Bajo el mismo sol
Se llamaba Carlos y estaba listo para ser el futuro de España. Joven y con sus ilusiones como único capital de verdadera importancia, sería mi nuevo compañero de piso. Estaba en su último año de universidad y me veía como el futuro poco halagüeño al que se enfrentaría pronto, la graduación parecía el cadalso.
Mientras Carlos terminaba sus estudios y se licenciaba, trabajaba como empleado temporal de una empresa dedicada a montar escenarios para espectáculos. Generalmente eran conciertos, pero podían montar cualquier cosa. La empresa, entre otras cosas, era la responsable de todos los escenarios para los eventos que organizaba el gobierno, uno de ahí conocía a uno de allá, pero eso no era nuevo, era conveniente. De cualquier modo, para trabajar sólo se requería de la fuerza física, casi siempre era al aire libre y pagaban bien.
Ese trabajo podía ser duro, pero para mí resultaría terapéutico. Por entonces pasaba los días tocando de puerta en puerta, presentándome, entregando mi curriculum, hablando maravillas acerca de mí, y ¿estaban interesados en alguien como yo? ¿En serio? ¿Lo pensarán? ¡Qué bien!

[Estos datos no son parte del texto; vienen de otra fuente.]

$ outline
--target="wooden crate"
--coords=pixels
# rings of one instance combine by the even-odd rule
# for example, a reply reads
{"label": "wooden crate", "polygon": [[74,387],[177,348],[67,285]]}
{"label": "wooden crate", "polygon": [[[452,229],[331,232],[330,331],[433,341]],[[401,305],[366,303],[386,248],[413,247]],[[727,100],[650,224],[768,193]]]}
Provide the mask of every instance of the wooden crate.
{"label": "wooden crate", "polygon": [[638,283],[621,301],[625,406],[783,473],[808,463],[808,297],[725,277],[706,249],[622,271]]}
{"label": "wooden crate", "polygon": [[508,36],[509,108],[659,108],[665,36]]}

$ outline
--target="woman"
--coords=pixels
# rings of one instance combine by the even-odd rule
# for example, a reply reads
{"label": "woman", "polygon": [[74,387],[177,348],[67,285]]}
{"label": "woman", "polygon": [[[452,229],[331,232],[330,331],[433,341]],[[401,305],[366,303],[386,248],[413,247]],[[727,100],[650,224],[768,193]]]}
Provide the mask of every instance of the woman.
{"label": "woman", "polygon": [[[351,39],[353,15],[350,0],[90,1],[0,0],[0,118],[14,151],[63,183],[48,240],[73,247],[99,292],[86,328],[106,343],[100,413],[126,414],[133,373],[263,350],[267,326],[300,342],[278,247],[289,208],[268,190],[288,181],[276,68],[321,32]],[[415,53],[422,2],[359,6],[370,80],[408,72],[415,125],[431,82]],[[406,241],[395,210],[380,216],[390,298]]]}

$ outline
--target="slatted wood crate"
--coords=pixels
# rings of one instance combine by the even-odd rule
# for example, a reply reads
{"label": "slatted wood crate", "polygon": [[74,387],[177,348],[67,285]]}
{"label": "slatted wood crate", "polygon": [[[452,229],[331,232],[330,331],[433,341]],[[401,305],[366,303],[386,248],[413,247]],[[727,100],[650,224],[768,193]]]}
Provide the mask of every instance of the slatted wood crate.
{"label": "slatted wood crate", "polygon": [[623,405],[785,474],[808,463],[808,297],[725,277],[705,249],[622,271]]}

Piénsenlo entonces y tómenme en cuenta, pero, mientras eso ocurre, ¿qué telefonía móvil tienen en su empresa? Poseo los mejores precios, los mayores descuentos, los planes más adecuados… ¡Carajo! lo cierto es que estaba enloqueciendo, incluso había pactado con una revista para vender sus suscripciones y con una agencia de seguros para ofrecer sus servicios. Necesitaba algo de dinero extra y distracción, sobre todo eso. Le dije a Carlos que quería acompañarlo cuanto antes. Acordamos el día y yo me reporté enfermo en Movistar.
Resultó que, Sabina y Serrat, cantautores españoles de moda, se presentarían en Salamanca y después en Palencia. Yo fui contratado para ambas ocasiones, incluso la empresa me garantizaba más trabajo en adelante, si yo estaba dispuesto. Ya se vería, pues todo el tiempo necesitaban gente y siempre había algo que hacer. Sin embargo, aunque contaba ya con el dinero y con la música, los muy cabrones tardarían en pagarme el largo de una Biblia. Nada que hacer, sometido con esa impotencia que conmueve al fuerte y martiriza al débil desde antes de Cartago.
A las cinco de la mañana se nos dio cita a un montón de jóvenes, debíamos tomar un autobús que compartiríamos con otro montón de rumanos. Todos ahí necesitábamos dinero, pero mucho más lo necesitaban los rumanos, uno se daba cuenta enseguida. Los demás, como fuera, éramos jóvenes que podíamos gozar de la sociedad y los beneficios del Estado. Todos ahí tenían padres para alimentarse, amigos y conocidos dondequiera y gracias a la educación, teníamos una promesa de mejor futuro. Bueno, digamos que esto último no servía para mucho, la verdad, pues inclusive, dentro del grupo de rumanos había un físico matemático y eso no parecía importarle a nadie, ni a los propios rumanos. Lo que servía, la ventaja competitiva real, era el aspecto, por duro que suene e injusto que sea. Pero esto ya lo sabían los rumanos, quizás demasiado bien.
Aunque llegaron dos autobuses puntuales, los choferes querían desayunar, así que esperamos en la acera. Todos juntos compartimos el mismo frío de las cinco con cinco de la mañana.
Los rumanos tenían un líder y se movían como una tribu. El líder hablaba muy poco español, pero se comunicaba sin problemas. Hablamos. Al parecer siempre estaban juntos, en grupo, para protegerse. Algunos habían llegado a España hacía muy poco, otros mucho, pero ninguno tenía papeles, por supuesto. Inclusive no los tenían aquellos que habían pasado años recorriendo España y dedicándose a levantar los edificios y a sembrar y cosechar todos los campos, en todas las regiones, desde el sur hasta el norte y de regreso.
Por fin subimos al autobús, todos juntos. Íbamos adormilados y callados, meciéndonos con la carretera mientras amanecía. Marchábamos rumbo a Salamanca, para trabajar bajo el mismo sol, hermanados por la fuerza física.